Films straddling the two ponds

There is an outdated notion that European films, due to their slowness and seriousness, end up being snubbed and labeled as arthouse films in America. Finding a distribution and an audience in America was then a far-fetched idea for most European filmmakers. Although in reality, many European filmmakers have made waves and defied the expectations of the American film market.

Classic and contemporary filmmakers such as Ingmar Bergman, Billy Wilder, Federico Fellini, Alfred Hitchcock, Jean-Luc Goddard, Pedro Almodóvar, Wim Wenders, Werner Herzog, Andrei Tarkovsky among others paved the way for European cinema to be recognized and respected in the competitive world of American cinema.
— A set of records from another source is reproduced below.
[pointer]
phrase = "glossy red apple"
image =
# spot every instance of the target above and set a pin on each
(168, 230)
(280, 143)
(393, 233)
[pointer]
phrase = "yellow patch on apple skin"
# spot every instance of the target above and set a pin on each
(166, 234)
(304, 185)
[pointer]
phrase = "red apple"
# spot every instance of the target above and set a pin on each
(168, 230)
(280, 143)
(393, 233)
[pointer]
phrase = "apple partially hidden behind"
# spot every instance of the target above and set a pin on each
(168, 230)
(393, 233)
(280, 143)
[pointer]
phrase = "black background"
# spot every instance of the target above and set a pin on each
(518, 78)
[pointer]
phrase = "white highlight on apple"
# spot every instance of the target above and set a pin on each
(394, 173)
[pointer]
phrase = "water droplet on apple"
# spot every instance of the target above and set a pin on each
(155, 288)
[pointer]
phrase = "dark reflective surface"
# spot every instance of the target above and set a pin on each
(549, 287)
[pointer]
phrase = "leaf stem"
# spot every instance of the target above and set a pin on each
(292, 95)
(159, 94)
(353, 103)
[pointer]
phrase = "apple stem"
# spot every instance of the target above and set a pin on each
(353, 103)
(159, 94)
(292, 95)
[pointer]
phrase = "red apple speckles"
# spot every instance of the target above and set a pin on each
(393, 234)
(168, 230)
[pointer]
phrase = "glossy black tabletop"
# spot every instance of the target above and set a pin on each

Movies such as The bicycle thief (1948), Schindler’s list (1993), Gladiator (2000), and The King’s Speech (2010) are among the European films that have received the highest accolades at the prestigious annual Academy Awards. Not to mention that European films and filmmakers have greatly influenced the style of award-winning directors such as Martin Scorsese, Quentin Tarantino, David Lynch and Steven Spielberg, among others.

In a conversation with Europeans in my film network, American films such as Sunset Boulevard (1950), pulp Fiction (1994), The great Lebowski (1998), Rebel without cause (1955), The sixth sense (1999), Magnolia (1999), Titanic (1997), chick films and blockbuster and superhero adventure films were huge influences in their childhood as well as the basis for the analysis of story structures in film school. .

Today, the US and European industries are merging more into each other due to the massive reform and evolution of society which directly influence their viewing interests and preferences. With the rise of major social movements, the stories and people portrayed onscreen better reflect the diversity, culture, and issues audiences want to see. It is no longer limited to classic American and European tales of the whites and the privileged, but rather the universal and real struggles of humans from all walks of life and all corners of the world. This is just the start of the fight and we have the chance to witness positive changes and the fusion of unique techniques from both industries to tell stories that impact lives and make the world a better place, movie to movie. that time.